Grußworte
Liebe Besucherinnen und Besucher
der Kölner Theaternacht,
»Die Bühne scheint mir der Treffpunkt von Kunst und
Leben zu sein« – das sagte schon Oscar Wilde, und
nirgendwo scheint mir diese Aussage passender zu sein
als im Zusammenhang mit der Kölner Theaternacht.
Bereits zum 9. Mal öffnen in diesem Jahr die verschiedensten
gewohnten wie auch eher ungewöhnlichen
Spielstätten unserer Stadt ihre Pforten und laden zu
zahlreichen attraktiven Darbietungen ein. Mit Inszenierungen
von Klassikern über Erstaufführungen bis hin
zu Kabarett und Tanz ist hierbei für jeden Geschmack
etwas zu finden. Und für die gesamte Öffentlichkeit –
vom überzeugten Kulturliebhaber bis hin zum Theaterneuling – bietet die Kölner Theaternacht das passende
Programm.
Köln hat eine wunderbare Theaterszene, deren Vielfalt
für mich nicht nur, aber besonders in dieser Nacht
immer wieder eindrucksvoll deutlich wird. Und ich danke
der Kölner Theaterkonferenz, in der sich Privattheater,
freie Gruppen und die Städtischen Bühnen zusammen -
geschlossen haben, auch in diesem Jahr wieder für den tollen Einsatz zum Wohle der Kultur
in unserer Stadt. Seit fast 30 Jahren arbeitet die Theaterkonferenz mit viel Know-How und
Engagement für eine starke und bunte Theaterlandschaft in unserer Stadt und beschert uns
mit der Kölner Theaternacht ein großartige Theaterereignis im Kölner Kulturkalender.
Ich danke auch den Sponsoren, die zum Gelingen dieser faszinierenden Verabredung von »Kunst und Leben« in Köln beitragen, ganz herzlich. Gerade in unserer wirtschaftlich
unruhigen Zeit, kann dieser Beitrag nicht hoch genug geschätzt werden.

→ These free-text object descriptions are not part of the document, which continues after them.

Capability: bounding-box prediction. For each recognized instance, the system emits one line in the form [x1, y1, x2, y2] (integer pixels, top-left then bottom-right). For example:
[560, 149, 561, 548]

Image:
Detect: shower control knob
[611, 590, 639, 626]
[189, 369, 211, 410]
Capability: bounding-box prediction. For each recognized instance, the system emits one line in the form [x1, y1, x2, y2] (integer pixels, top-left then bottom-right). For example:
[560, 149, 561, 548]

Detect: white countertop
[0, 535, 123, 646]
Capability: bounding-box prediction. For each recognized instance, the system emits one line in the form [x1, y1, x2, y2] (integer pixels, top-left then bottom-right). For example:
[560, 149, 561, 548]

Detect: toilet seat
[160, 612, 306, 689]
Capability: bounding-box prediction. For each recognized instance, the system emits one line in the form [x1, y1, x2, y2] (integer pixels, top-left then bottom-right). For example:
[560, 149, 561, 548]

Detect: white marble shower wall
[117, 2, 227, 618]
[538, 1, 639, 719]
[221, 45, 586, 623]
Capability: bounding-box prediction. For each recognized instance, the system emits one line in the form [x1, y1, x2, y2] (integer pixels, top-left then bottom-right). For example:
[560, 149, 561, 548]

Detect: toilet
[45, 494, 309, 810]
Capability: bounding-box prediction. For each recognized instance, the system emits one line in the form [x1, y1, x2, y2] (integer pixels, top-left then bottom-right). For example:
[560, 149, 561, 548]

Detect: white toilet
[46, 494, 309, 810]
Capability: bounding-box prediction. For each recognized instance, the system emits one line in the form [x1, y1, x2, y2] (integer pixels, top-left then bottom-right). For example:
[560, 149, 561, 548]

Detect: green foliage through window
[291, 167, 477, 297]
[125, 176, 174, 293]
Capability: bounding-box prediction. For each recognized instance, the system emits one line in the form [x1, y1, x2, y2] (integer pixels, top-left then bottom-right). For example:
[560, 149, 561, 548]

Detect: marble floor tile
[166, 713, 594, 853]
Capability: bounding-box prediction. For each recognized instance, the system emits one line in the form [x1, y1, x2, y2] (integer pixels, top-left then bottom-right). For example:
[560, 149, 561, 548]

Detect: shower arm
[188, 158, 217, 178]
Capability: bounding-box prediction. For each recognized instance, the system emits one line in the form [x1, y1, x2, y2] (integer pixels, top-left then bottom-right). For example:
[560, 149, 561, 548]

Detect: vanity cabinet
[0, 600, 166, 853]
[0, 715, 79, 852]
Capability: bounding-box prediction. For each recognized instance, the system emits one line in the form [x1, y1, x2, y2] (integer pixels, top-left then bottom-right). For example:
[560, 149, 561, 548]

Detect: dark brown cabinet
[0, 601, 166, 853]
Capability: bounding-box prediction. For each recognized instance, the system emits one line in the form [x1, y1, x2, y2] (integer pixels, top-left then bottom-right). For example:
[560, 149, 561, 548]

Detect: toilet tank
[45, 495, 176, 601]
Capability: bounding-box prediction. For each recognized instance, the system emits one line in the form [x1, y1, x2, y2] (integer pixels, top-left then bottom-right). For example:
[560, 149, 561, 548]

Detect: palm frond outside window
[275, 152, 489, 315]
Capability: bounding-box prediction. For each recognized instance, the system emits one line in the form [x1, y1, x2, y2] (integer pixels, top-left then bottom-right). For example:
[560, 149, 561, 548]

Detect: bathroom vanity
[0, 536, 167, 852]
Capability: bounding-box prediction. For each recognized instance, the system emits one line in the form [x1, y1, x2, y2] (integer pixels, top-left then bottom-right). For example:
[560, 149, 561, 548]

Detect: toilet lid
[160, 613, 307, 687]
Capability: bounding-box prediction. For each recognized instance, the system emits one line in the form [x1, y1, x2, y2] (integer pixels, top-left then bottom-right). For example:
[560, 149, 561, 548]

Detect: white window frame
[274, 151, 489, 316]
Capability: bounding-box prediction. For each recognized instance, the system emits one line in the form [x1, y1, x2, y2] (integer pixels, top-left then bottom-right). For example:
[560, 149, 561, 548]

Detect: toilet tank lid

Allen Beteiligten und Nachtschwärmern wünsche ich spannende, unterhaltsame, aufwühlende,
erheiternde, begeisternde und erlebnisreiche Stunden und vor allem viel Spaß!
Herzlichst Ihr
Fritz Schramma
Oberbürgermeister der Stadt Köln
Liebe Theaterbegeisterte,
Sein oder Nichtsein – ich bin vermutlich nicht der einzige
in der Geschichte der Menschheit, der sich diese
Frage gestellt hat. – Ob’s edler im Gemüt, die Pfeil
und Schleudern des wütenden Geschicks zu dulden,
oder sich wappnend gegen eine See von Plagen durch
Widerstand sie enden?
Gerade in Zeiten in denen die staatlichen Rettungsschirme
an allen Ecken und Enden aufgespannt werden,
um die Plünderer und Hasardeure vor dem Dauerregen
der selbst verschuldeten Wirtschaftskatastrophe zu
schützen, ist es mir eine ganz besondere Ehre, an der
Sonnen-Schirmherrschaft über die lange Nacht des
Theaters beteiligt zu sein. Wenn ich schon sonst nichts
halten kann, dann halte ich wenigstens den Schirm über eine Nacht, die zu den klarsten und hellsten gehört,
die diese Welt an Nächten zu bieten hat.
Ich erinnere mich gut: Im September 2001, gut drei
Wochen nachdem in New York die Zwillingstürme
einstürzten, veranstaltete die Kölner Theaterkonferenz
inmitten der politischen und kulturellen Schockstarre
die erste lange Nacht des Theaters, die seitdem jedes Jahr zu sehen ist.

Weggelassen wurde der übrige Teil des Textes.